Computer simulations cannot fully resolve the full dynamics of the real world - spatial and temporal discretization will always be necessary, requiring parameterizations of scales smaller than the discretization scale. These parameterizations are usually obtained from a limited number of observations that are not necessarily representative of the entire globe, and are often strongly tuned to obtain a final solution that is close to the observed mean state of the climate system. Machine learning (ML) methods enable the development of parameterizations that can outperform classical methods and provide much more robust solutions (e.g., Reichstein et al, 2019 and references therein). In this context, one of the main challenges - affecting both the marine (physics) and computer science domains - is to constrain these parameterizations by physical laws so that key conservation principles are not violated. In addition, sea-ice ocean models such as FESOM have certain bottlenecks in high-resolution configurations that seriously hinder scalability and thus effective use of next-generation exascale supercomputers. In this context, it has been proposed to replace computationally intensive parts with machine learning approaches to make models exascale-ready.

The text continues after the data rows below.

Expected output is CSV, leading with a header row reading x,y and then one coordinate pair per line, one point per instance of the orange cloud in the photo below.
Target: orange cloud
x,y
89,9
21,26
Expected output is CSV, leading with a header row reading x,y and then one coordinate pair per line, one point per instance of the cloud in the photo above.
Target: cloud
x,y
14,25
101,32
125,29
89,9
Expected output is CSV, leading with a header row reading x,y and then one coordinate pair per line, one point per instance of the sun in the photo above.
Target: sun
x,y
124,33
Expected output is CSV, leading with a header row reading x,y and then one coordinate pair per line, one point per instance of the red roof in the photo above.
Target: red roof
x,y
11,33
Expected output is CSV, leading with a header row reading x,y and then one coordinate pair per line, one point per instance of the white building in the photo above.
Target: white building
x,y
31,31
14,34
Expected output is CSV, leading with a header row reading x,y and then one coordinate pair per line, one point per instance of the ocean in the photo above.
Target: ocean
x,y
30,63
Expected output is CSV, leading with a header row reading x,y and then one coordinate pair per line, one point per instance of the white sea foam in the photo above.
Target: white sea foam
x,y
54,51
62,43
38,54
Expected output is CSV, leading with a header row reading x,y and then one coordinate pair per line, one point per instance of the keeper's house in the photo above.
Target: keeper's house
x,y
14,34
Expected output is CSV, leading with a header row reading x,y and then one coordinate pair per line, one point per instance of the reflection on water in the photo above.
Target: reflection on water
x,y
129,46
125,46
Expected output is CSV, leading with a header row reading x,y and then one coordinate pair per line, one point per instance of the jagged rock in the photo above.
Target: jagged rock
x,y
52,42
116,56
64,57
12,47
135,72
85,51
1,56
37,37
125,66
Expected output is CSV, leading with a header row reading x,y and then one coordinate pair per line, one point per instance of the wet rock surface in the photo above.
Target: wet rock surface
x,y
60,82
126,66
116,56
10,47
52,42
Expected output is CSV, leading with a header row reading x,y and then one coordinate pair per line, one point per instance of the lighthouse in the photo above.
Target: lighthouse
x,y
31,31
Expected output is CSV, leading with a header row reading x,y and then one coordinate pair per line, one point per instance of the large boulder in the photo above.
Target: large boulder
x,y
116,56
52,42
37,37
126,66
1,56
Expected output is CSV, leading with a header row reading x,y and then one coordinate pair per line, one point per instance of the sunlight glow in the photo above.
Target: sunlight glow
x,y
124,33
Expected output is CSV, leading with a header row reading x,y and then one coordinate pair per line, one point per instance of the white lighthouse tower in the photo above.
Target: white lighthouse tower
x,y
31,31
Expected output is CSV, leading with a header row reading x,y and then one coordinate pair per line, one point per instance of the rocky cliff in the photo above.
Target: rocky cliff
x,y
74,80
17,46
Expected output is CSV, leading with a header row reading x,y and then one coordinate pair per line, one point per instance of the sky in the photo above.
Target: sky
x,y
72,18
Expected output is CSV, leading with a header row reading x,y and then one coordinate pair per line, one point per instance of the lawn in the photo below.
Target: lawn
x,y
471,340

This project will test two main hypotheses: (1) machine learning will lead to much better parameterizations in climate models, and (2) machine learning methods can help overcome computational bottlenecks in high-resolution model runs on extreme high-performance computers. First, we plan to develop new parameterizations to represent ocean eddies in the Finite Volume Sea Ice-Ocean Model (FESOM2) developed at AWI. To this end, models that explicitly resolve eddies at ultra-high resolution will be used as examples for training the ML model. In addition, observational knowledge will also be included. Second, it is planned to go a step further by using ML methods to replace certain parts of Earth system models that are computational bottlenecks in high-resolution configurations. A good candidate in this context is the sea ice model. As a first step, it is planned to train the ML model on the same or a high-resolution version of the same sea ice model taken as the "true" solution. Furthermore, it is planned to investigate how satellite observations can be integrated into the ML model. In general, the integration of additional domain-specific information available as data (e.g., satellite data) or physical models (e.g., describing the basic physical laws of ice formation) requires specific network structures and adapted training procedures. Here, we particularly aim at obtaining very high-resolution models where the underlying mathematical model leads to an ill-posed inverse problem. This requires the adaptation of regularized deep learning approaches based on generative adversarial network architectures (Arridge et al. 2019).
Objectives in this project are: (1) improve the realism of climate models and thus their ability to project future climate change, (2) develop parameterizations of subgrid-scale processes based on ML methods for FESOM2, and (3) overcome computational bottlenecks in FESOM2 by replacing some of the code with ML approximations.